【概要】
秋田県大仙市(大曲)で開催される、100年以上の歴史を持つ権威ある競技大会。全国の一流花火師が技を競い合い、内閣総理大臣賞が授与される。昼花火の競技があることでも知られ、創造性の高い花火は見る者を魅了する。
【歴史】
大曲の花火は秋田県大仙市で1910年に始まった日本でも最古級の花火競技会で、毎年8月の最終土曜日に開かれます。全国から集まった花火師が腕を競う最高峰の舞台であり、日本一を決める場として重んじられてきました。
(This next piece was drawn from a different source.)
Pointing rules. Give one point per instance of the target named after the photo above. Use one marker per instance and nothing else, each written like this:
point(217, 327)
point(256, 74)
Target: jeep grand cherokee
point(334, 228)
内閣総理大臣賞をはじめ国レベルの賞が授けられる数少ない大会でもあります。夜空にはおよそ18000発が上がり、60万人を超える観客が河川敷を埋め尽くします。
【特徴】
大曲の花火は昼花火と夜花火の二部構成をとります。色煙で絵を描く昼花火は芸術性が高く、競技として行われるのは全国でもここだけです。夜花火は10号玉と創造花火で争われ、一発の色彩や開き方、そして消え際まで細かく審査されます。大会提供花火のワイドスターマインは音楽に合わせて全長700メートルほどにわたって展開し、圧巻のフィナーレを飾ります。
【見どころ】
雄物川の広い河川敷に設けられた桟敷席では、花火を間近に浴びるような迫力を味わえます。競技花火は一社ずつ順に打ち上げられるため、技術の違いを見比べる楽しみがあります。創造花火にはキャラクターや文字をかたどった型物も登場し、その発想の豊かさに驚かされます。複数の花火師が力を合わせる大会提供花火では、涙を流す観客も少なくありません。
【トリビア】
大曲は花火のまちとして知られ、製造や販売に携わる企業が地域に集まっています。競技の審査は厳格で、玉の真円度や色のバランス、開き方の美しさ、消えるタイミングまで採点の対象になります。宿泊施設は半年から一年前に埋まってしまうため、早めの計画が欠かせません。大曲駅から会場までは徒歩30分ほどで、当日は臨時列車も走ります。